Polish film director, screenwriter and film producer

Tadeusz Chmielewski (/pl/; 7 June 1927 – 4 December 2016) was a Polish film director, screenwriter and film producer, most notable for being one of the pioneers of popular Polish comedy. During World War II and until 1948, he was a soldier for the National Armed Forces and the Home Army.

==Biography==
Chmielewski was born in Tomaszów Mazowiecki and graduated from secondary school in Szczecin. He graduated from the National Film School in Łódź in 1954. An activist with the Polish Filmmakers Association, he was their vice president from 1983 to 1987. From 1987-89, he was a member of the Cinematography Committee in Poland. Under the pseudonym of his granddaughter Zofii Miller, he wrote the screenplay U Pana Boga za piecem. In 1984, he was the head of the Film "EYE".

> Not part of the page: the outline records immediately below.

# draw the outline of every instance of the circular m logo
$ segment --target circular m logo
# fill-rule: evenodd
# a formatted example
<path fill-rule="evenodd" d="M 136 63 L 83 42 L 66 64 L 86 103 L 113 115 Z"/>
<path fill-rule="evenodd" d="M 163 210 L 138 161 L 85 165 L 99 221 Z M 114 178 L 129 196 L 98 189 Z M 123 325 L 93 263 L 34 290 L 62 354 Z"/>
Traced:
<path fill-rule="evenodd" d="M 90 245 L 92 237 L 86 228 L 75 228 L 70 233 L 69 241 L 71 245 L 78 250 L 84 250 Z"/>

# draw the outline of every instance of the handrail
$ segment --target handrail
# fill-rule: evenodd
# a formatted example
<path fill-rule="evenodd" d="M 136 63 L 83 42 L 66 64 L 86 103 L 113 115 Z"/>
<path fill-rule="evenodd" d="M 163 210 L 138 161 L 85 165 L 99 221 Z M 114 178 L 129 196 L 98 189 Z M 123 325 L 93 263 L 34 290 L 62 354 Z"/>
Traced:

In 2005, Chmielewski received the honorary citizenship from the city of Tomaszów Mazowiecki. In 2010 he was awarded the Medal for Merit to Culture – Gloria Artis. In 2011 he was awarded the "Eagle" in the Polish Film Awards.

Several of Tadeusz Chmielewski's films were realized together with his wife, Halina Chmielewska, also a film director and screenwriter. Tadeusz Chmielewski's father was a policeman in Tomaszów. During World War II, his father commanded Partisan movements. After the war, his father was reportedly captured and murdered by Communist Polish authorities. Tadeusz and Helena had one daughter, Agata Chmielewska, a graphic designer and painter.